In today’s interconnected digital world, ensuring the security of complex computer systems is critical. Vulnerabilities in these systems pose significant threats, leading to financial losses and compromising sensitive information. Addressing these sophisticated cyber threats is essential to creating a safer and more secure digital environment.
My research focuses on developing an automated framework to detect side-channel attacks by leveraging hardware performance counters (HPCs) and machine learning techniques. This framework monitors micro-architectural traces to identify anomalies that indicate security breaches. By analyzing HPC data, the system aims to detect attacks such as Spectre, Rowhammer, and Zombieload, ensuring resilience against these evolving threats.
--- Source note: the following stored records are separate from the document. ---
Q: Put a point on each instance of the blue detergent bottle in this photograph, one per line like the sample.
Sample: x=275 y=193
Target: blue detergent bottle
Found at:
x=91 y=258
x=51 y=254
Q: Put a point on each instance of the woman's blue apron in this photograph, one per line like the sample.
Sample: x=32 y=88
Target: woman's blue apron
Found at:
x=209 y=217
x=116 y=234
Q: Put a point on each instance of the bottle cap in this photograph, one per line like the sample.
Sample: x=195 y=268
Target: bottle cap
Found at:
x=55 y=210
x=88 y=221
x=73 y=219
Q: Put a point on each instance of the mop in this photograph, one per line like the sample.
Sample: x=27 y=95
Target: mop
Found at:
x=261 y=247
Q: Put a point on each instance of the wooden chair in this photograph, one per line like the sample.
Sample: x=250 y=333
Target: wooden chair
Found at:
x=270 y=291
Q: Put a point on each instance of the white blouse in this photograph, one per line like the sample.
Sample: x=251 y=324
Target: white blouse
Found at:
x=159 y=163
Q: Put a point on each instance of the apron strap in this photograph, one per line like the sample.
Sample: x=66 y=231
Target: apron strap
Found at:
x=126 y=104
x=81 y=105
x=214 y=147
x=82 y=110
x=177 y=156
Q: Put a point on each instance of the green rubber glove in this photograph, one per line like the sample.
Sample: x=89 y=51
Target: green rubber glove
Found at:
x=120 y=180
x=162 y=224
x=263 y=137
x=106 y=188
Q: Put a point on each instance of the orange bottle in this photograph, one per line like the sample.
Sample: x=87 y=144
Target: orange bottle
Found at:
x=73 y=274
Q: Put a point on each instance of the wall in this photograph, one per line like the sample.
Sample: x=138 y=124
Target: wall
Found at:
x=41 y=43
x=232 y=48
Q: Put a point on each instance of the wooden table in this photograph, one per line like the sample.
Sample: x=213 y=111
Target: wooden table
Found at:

A key objective of my work is to identify vulnerabilities in existing systems and mitigate risks through reliable detection mechanisms. By comprehensively evaluating detection models, I aim to select the most effective machine learning algorithms and the best-suited hardware performance counters for accurate and efficient attack detection.
To achieve these goals, I plan to define attack detection criteria, implement detection models in Python, and evaluate their performance using real-world workloads. This research contributes to the development of robust systems that protect sensitive data, prevent financial losses, and uphold trust in technology, ultimately strengthening cybersecurity in an increasingly connected world.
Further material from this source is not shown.